As macro signals密集ly released in late July, the crypto market stands at a crossroads of policy博弈 and regulatory restructuring.
In this column, HTX Research's Chloe (@ChloeTalk1) analyzes the unexpected weakness in US nonfarm payrolls, the repricing of Fed policy expectations, and the regulatory paradigm shift triggered by the SEC's launch of "Project Crypto," pointing out that core assets like Bitcoin are now supported by both macroeconomic and institutional tailwinds.
Nonfarm Turnaround, Policy Expectations Shift Dramatically
After the July FOMC meeting, the Fed maintained its 5.25%-5.50% interest rate target range and refused to provide a rate cut timetable, sparking market concerns over "higher for longer." As a result, the 10-year Treasury yield surged to 4.24%, the dollar index reclaimed 100, gold dropped below $3,270, and Bitcoin fell to the $116,000 range, with on-chain activity declining in tandem. However, three days later, the July nonfarm payroll report unexpectedly "collapsed": only 73,000 jobs were added, far below the consensus expectation of 180,000; meanwhile, May-June employment was revised down by nearly 90% (129,000 total), revealing a "systemic overestimation" of labor market strength. This sudden cooling of fundamentals triggered a sharp repricing in rate markets: CME FedWatch probability of rate cuts jumped from 38% to 82%, with a 64% chance priced in for two cuts by year-end. The 10-year yield subsequently dropped below 4.10%, gold rebounded $40 in one day to $3,363, while Bitcoin, pressured by recession fears, fell as low as $112,000.
Yet structural data indicate the broader economy remains in a "slowing growth" phase rather than entering systemic recession: as of Q2 2025, household debt stood at 98% of disposable income, significantly below the 2008 crisis peak of 133%; credit card delinquency rates edged down from 2.7% to 2.5% this year, indicating robust consumer balance sheets. Retail sales held steady year-on-year between 2.8%-3.1%, underpinned by the top 10% of wealthiest households—who hold 72% of national wealth and account for nearly half of spending. Corporate fundamentals also remain solid: recent earnings from JPMorgan and Bank of America show commercial loan growth still up 5%-7% year-on-year, with no significant increase in bad debt provisions, signaling no systemic credit contraction. Historical precedent suggests that a combination of "moderating employment growth + sticky but declining inflation" often precedes a shift from monetary tightening to easing—ushering in a period of "high volatility and liquidity-driven trading" for risk assets. Core assets such as BTC and gold tend to attract capital due to their hedging value, while altcoins face headwinds from valuation compression and deleveraging risks.

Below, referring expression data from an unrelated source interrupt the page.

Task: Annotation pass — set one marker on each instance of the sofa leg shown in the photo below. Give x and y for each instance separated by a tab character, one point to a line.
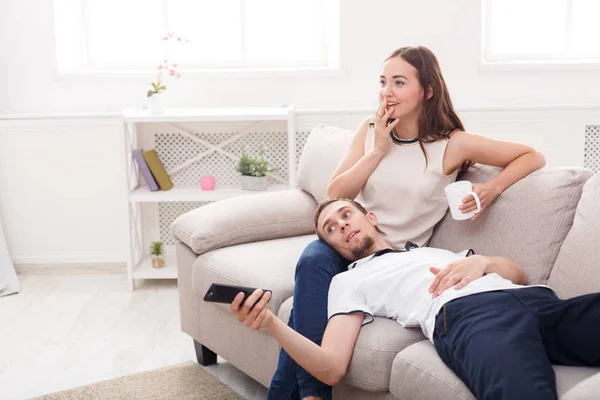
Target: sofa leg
204	355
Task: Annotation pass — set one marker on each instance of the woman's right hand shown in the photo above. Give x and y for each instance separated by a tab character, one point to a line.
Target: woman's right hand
382	129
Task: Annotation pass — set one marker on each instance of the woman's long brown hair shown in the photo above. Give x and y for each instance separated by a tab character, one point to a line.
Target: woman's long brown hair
438	119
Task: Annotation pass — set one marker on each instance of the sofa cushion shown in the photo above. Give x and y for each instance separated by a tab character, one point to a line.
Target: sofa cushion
246	219
527	223
268	264
577	268
419	373
585	390
325	147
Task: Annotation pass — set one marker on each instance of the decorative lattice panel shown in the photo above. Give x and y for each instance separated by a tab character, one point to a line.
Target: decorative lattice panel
592	147
174	149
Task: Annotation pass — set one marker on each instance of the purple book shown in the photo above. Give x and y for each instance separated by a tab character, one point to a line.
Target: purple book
139	158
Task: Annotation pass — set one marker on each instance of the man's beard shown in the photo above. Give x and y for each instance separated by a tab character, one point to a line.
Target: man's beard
363	247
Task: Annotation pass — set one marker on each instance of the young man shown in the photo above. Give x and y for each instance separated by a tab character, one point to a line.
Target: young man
500	337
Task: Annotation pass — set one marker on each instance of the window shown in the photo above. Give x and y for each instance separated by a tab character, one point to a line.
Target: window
542	30
125	34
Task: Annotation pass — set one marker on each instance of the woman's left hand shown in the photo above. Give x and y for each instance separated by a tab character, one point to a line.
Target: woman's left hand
486	193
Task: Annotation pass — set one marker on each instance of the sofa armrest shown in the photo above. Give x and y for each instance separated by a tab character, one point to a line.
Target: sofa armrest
245	219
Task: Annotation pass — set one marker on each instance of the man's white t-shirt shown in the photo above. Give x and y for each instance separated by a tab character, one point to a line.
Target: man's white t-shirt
396	285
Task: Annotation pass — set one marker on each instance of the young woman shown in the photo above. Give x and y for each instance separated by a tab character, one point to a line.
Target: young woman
398	164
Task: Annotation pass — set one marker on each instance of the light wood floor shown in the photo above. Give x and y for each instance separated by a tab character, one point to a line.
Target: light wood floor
72	327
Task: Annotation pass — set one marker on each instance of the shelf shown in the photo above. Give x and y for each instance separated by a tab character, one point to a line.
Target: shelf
143	195
144	269
209	114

Regulatory Breakthrough, On-Chain Finance Benefits
A more transformative shift comes from regulation. On July 31, newly appointed SEC Chair Paul Atkins launched "Project Crypto," declaring his intention to bring US finance fully on-chain through regulatory loosening, innovation exemptions, and safe harbor mechanisms. He explicitly stated that most crypto assets should not be automatically classified as securities, and automated market making and on-chain lending qualify as "disintermediated financial activities" deserving formal recognition. This move unlocks major policy benefits for DeFi protocols: highly autonomous platforms such as Uniswap, Aave, and Lido gain legitimacy, allowing token valuations long suppressed by the "securities overhang" to enter a revaluation window.
Atkins also proposed a "Super-App" licensing framework—allowing operators to integrate traditional securities, crypto assets, staking, and lending services under a single license—giving full-stack platforms like Coinbase and Robinhood an early advantage. Robinhood has already leveraged its acquisition of Bitstamp to launch tokenized trading of US equities in ERC-20 form, while Coinbase is building a prototype for an "on-chain Schwab" via its Base chain. The regulatory draft also names ERC-3643 as a reference template for RWA tokenization, a standard featuring built-in ONCHAINID identity and permission management that natively embeds KYC/AML compliance, paving the way for trillions in real-world assets like real estate and private equity to securely migrate on-chain.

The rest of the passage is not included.